彼と出会ったのは、まだ私が少女と呼ばれてもおかしくなかった時代の六月。梅雨が始まって間もない頃だった。

彼とはその後、夫と妻という男女の関係になる訳だが、それまでに至るには、色々な因果と結果が重なり合った縁によるものだった。

無論、情ありきの結婚なので、その関係に愛情がないとというのは嘘になる。

その当時、私は海に面した地区に住んでおり、その一角の防波堤で釣りをしていた。

当たり前だが、当時住んでいた私の地域は海に面しているため、漁業が盛んに行われている。

他の地域から来た釣り人もよく来るし、釣り人の魚を狙った猫もいる。

だが、私が釣りをする防波堤には、いつも人っ子一人居ない。

それもそのはず。

この防波堤は父から教えてもらった、穴場スポットだからだ。

ほとんど釣り人が来ることもなければ、猫も来ない。

だが、人が来ないのは、単にそこが穴場スポットだからという理由だけではなかった。

「………。」

ザバッと釣竿から引き上げた魚は、『奇形魚』と呼ばれるもので、今回釣りあげた魚には目玉が何故か三つある奇形魚だった。
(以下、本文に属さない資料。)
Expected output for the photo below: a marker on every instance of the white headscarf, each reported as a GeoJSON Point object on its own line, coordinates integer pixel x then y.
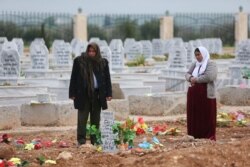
{"type": "Point", "coordinates": [203, 63]}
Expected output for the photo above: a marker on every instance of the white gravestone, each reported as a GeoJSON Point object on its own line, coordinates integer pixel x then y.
{"type": "Point", "coordinates": [146, 48]}
{"type": "Point", "coordinates": [56, 44]}
{"type": "Point", "coordinates": [168, 44]}
{"type": "Point", "coordinates": [127, 44]}
{"type": "Point", "coordinates": [178, 42]}
{"type": "Point", "coordinates": [102, 43]}
{"type": "Point", "coordinates": [78, 47]}
{"type": "Point", "coordinates": [108, 138]}
{"type": "Point", "coordinates": [178, 58]}
{"type": "Point", "coordinates": [94, 39]}
{"type": "Point", "coordinates": [106, 53]}
{"type": "Point", "coordinates": [39, 40]}
{"type": "Point", "coordinates": [190, 53]}
{"type": "Point", "coordinates": [39, 57]}
{"type": "Point", "coordinates": [2, 41]}
{"type": "Point", "coordinates": [10, 62]}
{"type": "Point", "coordinates": [117, 51]}
{"type": "Point", "coordinates": [20, 45]}
{"type": "Point", "coordinates": [158, 47]}
{"type": "Point", "coordinates": [62, 54]}
{"type": "Point", "coordinates": [241, 61]}
{"type": "Point", "coordinates": [134, 51]}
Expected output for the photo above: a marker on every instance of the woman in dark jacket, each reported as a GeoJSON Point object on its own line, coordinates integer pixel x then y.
{"type": "Point", "coordinates": [90, 88]}
{"type": "Point", "coordinates": [201, 99]}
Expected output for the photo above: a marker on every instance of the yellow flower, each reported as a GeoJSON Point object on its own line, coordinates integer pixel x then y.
{"type": "Point", "coordinates": [50, 162]}
{"type": "Point", "coordinates": [29, 147]}
{"type": "Point", "coordinates": [144, 126]}
{"type": "Point", "coordinates": [16, 161]}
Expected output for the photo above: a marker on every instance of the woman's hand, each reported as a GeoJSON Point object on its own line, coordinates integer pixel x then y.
{"type": "Point", "coordinates": [192, 80]}
{"type": "Point", "coordinates": [108, 98]}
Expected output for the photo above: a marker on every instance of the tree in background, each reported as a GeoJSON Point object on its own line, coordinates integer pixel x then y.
{"type": "Point", "coordinates": [150, 29]}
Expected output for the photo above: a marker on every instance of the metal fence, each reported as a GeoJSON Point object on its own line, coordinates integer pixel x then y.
{"type": "Point", "coordinates": [186, 25]}
{"type": "Point", "coordinates": [28, 26]}
{"type": "Point", "coordinates": [205, 25]}
{"type": "Point", "coordinates": [110, 26]}
{"type": "Point", "coordinates": [248, 25]}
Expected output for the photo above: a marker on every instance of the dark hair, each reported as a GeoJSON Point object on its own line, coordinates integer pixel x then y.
{"type": "Point", "coordinates": [197, 50]}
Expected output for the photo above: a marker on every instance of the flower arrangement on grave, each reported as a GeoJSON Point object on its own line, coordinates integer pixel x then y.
{"type": "Point", "coordinates": [233, 118]}
{"type": "Point", "coordinates": [124, 132]}
{"type": "Point", "coordinates": [92, 130]}
{"type": "Point", "coordinates": [246, 73]}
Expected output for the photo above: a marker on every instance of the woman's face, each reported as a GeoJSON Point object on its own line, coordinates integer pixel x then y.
{"type": "Point", "coordinates": [198, 56]}
{"type": "Point", "coordinates": [91, 52]}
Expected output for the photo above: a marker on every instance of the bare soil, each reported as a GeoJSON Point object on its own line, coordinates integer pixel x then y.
{"type": "Point", "coordinates": [232, 149]}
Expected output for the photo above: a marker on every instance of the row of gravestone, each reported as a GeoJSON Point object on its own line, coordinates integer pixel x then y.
{"type": "Point", "coordinates": [243, 53]}
{"type": "Point", "coordinates": [10, 57]}
{"type": "Point", "coordinates": [180, 53]}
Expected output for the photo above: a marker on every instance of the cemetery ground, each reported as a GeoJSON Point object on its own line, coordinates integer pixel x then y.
{"type": "Point", "coordinates": [231, 148]}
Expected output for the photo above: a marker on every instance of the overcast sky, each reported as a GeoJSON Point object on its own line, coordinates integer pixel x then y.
{"type": "Point", "coordinates": [125, 6]}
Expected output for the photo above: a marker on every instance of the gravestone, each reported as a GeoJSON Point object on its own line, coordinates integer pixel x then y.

薄々何となく分かった人もいるだろうが、この防波堤では、『奇形魚』が必ずと言っていいほど、何度も釣れるせいで、釣り人からはハズレスポットと呼ばれているほどの場所だ。

何故、この防波堤のあるところにだけ、こんなにも『奇形魚』が釣れるのかは、よく分からない。

言ってしまえば、普通の魚が釣れることさえ、ここでは稀である。

少し歩けば、普通の魚が釣れる防波堤なんていくらでもあるのに、何故かここだけ、『奇形魚』が釣れる。
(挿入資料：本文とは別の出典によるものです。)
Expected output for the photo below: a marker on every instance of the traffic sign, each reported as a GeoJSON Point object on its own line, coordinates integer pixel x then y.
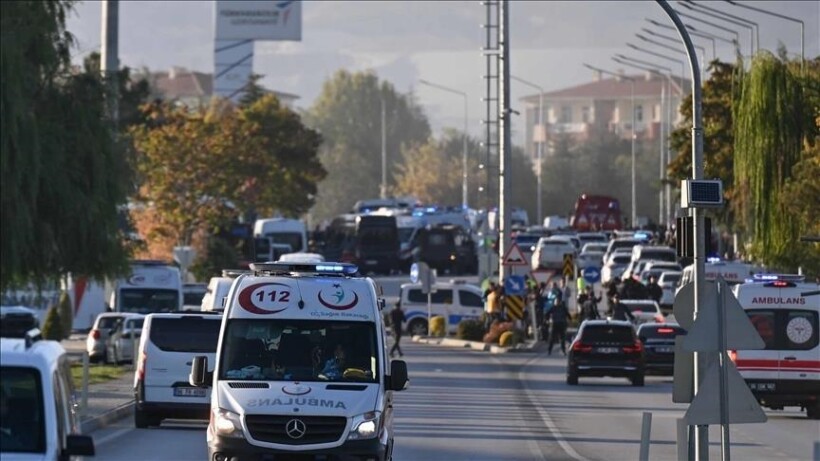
{"type": "Point", "coordinates": [514, 306]}
{"type": "Point", "coordinates": [515, 285]}
{"type": "Point", "coordinates": [515, 257]}
{"type": "Point", "coordinates": [703, 335]}
{"type": "Point", "coordinates": [569, 266]}
{"type": "Point", "coordinates": [742, 405]}
{"type": "Point", "coordinates": [591, 274]}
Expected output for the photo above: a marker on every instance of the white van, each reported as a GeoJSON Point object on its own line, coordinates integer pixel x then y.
{"type": "Point", "coordinates": [153, 286]}
{"type": "Point", "coordinates": [286, 231]}
{"type": "Point", "coordinates": [37, 397]}
{"type": "Point", "coordinates": [785, 310]}
{"type": "Point", "coordinates": [301, 366]}
{"type": "Point", "coordinates": [455, 301]}
{"type": "Point", "coordinates": [167, 345]}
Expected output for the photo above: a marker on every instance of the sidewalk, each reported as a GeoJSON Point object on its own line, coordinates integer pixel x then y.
{"type": "Point", "coordinates": [107, 402]}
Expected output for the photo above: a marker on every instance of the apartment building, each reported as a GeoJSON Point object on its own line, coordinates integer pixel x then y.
{"type": "Point", "coordinates": [605, 102]}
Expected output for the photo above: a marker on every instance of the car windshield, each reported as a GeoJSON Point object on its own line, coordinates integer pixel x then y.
{"type": "Point", "coordinates": [146, 301]}
{"type": "Point", "coordinates": [299, 350]}
{"type": "Point", "coordinates": [21, 411]}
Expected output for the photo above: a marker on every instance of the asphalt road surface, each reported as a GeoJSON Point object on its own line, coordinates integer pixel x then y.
{"type": "Point", "coordinates": [466, 405]}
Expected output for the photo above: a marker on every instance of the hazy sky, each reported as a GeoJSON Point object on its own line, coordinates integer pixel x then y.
{"type": "Point", "coordinates": [404, 41]}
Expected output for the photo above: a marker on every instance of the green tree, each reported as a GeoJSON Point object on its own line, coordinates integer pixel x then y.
{"type": "Point", "coordinates": [348, 115]}
{"type": "Point", "coordinates": [63, 174]}
{"type": "Point", "coordinates": [770, 129]}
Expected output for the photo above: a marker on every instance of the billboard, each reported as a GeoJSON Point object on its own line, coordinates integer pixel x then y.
{"type": "Point", "coordinates": [258, 20]}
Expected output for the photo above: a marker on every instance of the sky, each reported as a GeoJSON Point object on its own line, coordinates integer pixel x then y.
{"type": "Point", "coordinates": [437, 41]}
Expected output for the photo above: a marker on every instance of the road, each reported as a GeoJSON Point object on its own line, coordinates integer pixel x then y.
{"type": "Point", "coordinates": [465, 405]}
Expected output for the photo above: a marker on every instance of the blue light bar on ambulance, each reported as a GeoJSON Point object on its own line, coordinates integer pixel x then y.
{"type": "Point", "coordinates": [778, 277]}
{"type": "Point", "coordinates": [306, 268]}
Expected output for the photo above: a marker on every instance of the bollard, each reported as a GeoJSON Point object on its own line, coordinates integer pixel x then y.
{"type": "Point", "coordinates": [86, 364]}
{"type": "Point", "coordinates": [646, 431]}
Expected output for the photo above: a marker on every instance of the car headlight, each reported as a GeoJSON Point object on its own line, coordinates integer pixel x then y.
{"type": "Point", "coordinates": [366, 426]}
{"type": "Point", "coordinates": [227, 423]}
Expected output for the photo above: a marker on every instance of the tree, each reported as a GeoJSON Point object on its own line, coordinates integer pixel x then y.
{"type": "Point", "coordinates": [347, 113]}
{"type": "Point", "coordinates": [772, 128]}
{"type": "Point", "coordinates": [62, 171]}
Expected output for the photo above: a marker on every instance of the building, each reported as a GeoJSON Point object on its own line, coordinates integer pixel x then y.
{"type": "Point", "coordinates": [194, 89]}
{"type": "Point", "coordinates": [604, 103]}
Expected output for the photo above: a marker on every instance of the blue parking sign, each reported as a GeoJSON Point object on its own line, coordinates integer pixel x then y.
{"type": "Point", "coordinates": [591, 274]}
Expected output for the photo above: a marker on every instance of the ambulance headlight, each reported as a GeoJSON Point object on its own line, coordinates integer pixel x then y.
{"type": "Point", "coordinates": [366, 426]}
{"type": "Point", "coordinates": [227, 423]}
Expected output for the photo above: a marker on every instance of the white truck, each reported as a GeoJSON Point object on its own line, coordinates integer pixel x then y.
{"type": "Point", "coordinates": [153, 286]}
{"type": "Point", "coordinates": [285, 231]}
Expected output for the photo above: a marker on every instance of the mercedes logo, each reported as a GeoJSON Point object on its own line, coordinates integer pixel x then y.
{"type": "Point", "coordinates": [295, 428]}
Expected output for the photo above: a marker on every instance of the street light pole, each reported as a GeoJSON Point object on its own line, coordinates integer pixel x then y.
{"type": "Point", "coordinates": [464, 187]}
{"type": "Point", "coordinates": [632, 132]}
{"type": "Point", "coordinates": [539, 144]}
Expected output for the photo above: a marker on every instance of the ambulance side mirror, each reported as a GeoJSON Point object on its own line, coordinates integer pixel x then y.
{"type": "Point", "coordinates": [199, 376]}
{"type": "Point", "coordinates": [398, 380]}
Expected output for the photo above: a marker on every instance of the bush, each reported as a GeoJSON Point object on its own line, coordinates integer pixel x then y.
{"type": "Point", "coordinates": [437, 326]}
{"type": "Point", "coordinates": [470, 330]}
{"type": "Point", "coordinates": [52, 328]}
{"type": "Point", "coordinates": [66, 314]}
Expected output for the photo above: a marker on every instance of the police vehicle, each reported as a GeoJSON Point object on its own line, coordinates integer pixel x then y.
{"type": "Point", "coordinates": [37, 406]}
{"type": "Point", "coordinates": [784, 309]}
{"type": "Point", "coordinates": [301, 367]}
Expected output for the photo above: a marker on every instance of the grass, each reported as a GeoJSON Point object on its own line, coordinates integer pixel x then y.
{"type": "Point", "coordinates": [96, 373]}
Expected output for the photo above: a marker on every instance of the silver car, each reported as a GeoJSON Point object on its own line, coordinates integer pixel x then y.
{"type": "Point", "coordinates": [98, 336]}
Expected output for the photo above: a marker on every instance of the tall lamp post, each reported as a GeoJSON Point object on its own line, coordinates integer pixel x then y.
{"type": "Point", "coordinates": [632, 132]}
{"type": "Point", "coordinates": [540, 137]}
{"type": "Point", "coordinates": [464, 201]}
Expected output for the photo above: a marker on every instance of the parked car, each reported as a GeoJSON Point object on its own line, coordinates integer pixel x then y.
{"type": "Point", "coordinates": [123, 338]}
{"type": "Point", "coordinates": [549, 253]}
{"type": "Point", "coordinates": [644, 310]}
{"type": "Point", "coordinates": [659, 346]}
{"type": "Point", "coordinates": [97, 339]}
{"type": "Point", "coordinates": [606, 348]}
そんな場所でなぜ私が、魚を釣っているのかと言えば、何故か私だけ『奇形魚』を釣るのが恐ろしく上手いから。

父とここに一度だけ釣りに行った時、父には一匹も釣れなかったのに対して、私は五匹ほどの『奇形魚』を釣り上げてしまった。

父には苦笑いされたが、それからは猫もいなければ、釣り人の居ないこの静かな場所で魚を釣ったという実感が欲しくて、ずっとここで釣りをしている。
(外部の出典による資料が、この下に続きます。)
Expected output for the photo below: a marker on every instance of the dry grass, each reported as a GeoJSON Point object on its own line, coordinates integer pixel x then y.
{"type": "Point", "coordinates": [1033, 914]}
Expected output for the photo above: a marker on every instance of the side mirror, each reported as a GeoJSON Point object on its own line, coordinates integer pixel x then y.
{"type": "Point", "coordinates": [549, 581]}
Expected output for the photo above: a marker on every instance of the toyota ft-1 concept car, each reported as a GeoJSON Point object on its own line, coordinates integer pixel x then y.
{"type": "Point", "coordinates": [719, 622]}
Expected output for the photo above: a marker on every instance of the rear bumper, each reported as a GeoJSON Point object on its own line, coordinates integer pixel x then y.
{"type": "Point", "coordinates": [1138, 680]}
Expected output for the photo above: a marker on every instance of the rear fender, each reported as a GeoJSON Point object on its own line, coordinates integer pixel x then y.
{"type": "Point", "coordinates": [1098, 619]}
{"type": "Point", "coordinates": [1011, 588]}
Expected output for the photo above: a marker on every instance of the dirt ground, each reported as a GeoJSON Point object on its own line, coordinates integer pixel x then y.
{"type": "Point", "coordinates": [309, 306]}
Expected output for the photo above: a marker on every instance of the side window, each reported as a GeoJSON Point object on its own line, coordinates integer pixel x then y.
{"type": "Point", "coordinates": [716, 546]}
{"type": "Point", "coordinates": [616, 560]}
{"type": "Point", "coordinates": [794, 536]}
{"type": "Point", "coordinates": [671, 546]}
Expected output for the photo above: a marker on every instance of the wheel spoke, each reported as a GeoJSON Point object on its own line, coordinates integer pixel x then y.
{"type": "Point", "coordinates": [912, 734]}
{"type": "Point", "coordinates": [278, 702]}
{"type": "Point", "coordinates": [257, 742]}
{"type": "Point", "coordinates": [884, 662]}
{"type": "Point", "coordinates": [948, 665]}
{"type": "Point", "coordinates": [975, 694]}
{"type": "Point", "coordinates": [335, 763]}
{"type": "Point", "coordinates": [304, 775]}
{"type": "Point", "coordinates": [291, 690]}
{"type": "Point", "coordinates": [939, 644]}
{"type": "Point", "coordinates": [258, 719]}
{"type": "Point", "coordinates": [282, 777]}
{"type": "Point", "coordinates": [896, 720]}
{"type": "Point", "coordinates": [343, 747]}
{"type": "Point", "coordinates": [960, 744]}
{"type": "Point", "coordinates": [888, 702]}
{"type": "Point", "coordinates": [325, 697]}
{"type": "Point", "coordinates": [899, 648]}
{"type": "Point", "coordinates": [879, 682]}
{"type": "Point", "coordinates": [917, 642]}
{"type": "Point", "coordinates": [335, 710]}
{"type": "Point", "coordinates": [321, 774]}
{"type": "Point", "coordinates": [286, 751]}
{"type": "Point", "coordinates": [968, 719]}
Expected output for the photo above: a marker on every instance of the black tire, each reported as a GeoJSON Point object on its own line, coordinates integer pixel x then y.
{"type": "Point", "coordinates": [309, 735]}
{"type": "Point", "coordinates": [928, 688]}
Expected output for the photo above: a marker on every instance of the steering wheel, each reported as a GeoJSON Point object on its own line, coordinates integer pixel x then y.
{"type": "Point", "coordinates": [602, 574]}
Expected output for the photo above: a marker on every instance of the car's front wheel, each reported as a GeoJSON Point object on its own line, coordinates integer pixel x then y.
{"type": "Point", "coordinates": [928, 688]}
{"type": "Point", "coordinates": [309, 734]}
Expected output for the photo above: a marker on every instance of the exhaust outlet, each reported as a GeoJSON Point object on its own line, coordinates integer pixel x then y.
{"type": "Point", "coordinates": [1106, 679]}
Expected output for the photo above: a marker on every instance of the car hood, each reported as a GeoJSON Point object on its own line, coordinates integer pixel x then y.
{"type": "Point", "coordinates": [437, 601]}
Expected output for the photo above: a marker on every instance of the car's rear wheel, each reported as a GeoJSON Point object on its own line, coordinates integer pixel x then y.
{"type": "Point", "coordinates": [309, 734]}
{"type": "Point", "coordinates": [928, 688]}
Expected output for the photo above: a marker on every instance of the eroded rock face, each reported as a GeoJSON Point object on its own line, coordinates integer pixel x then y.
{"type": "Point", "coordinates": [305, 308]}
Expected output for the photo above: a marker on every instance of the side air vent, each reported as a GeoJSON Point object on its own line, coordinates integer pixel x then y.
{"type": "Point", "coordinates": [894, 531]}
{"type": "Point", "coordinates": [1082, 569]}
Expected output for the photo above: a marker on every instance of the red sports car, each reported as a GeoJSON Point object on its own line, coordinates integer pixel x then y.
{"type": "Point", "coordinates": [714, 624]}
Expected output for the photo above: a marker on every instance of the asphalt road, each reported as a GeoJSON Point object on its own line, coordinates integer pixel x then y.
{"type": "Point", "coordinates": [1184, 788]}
まあ、そのほとんどが、キャッチアンドリリースという状態になるのだが。

稀に、本当にごく稀に、普通の魚を釣りあげた時は、家に持って帰って、食べる。

そんなことを繰り返しているうち、ここは私だけの穴場スポットとなっていた。

釣った魚を逃がし、私は再三釣りをしようとして、ちらりと横を見る。

先程から気になっていたのだが、私のすぐ横には、何故か、真水が並々入った青いバケツが三個置かれており、もうひとつある空のバケツには、バスタオルと少年が着るような着替え、そして、素潜りに使うような道具達が入っていた。

それらがあったのは、今日が初めてであり、私が来た中で、初めて別の人間がいるということに、私は来た時から気づいていた。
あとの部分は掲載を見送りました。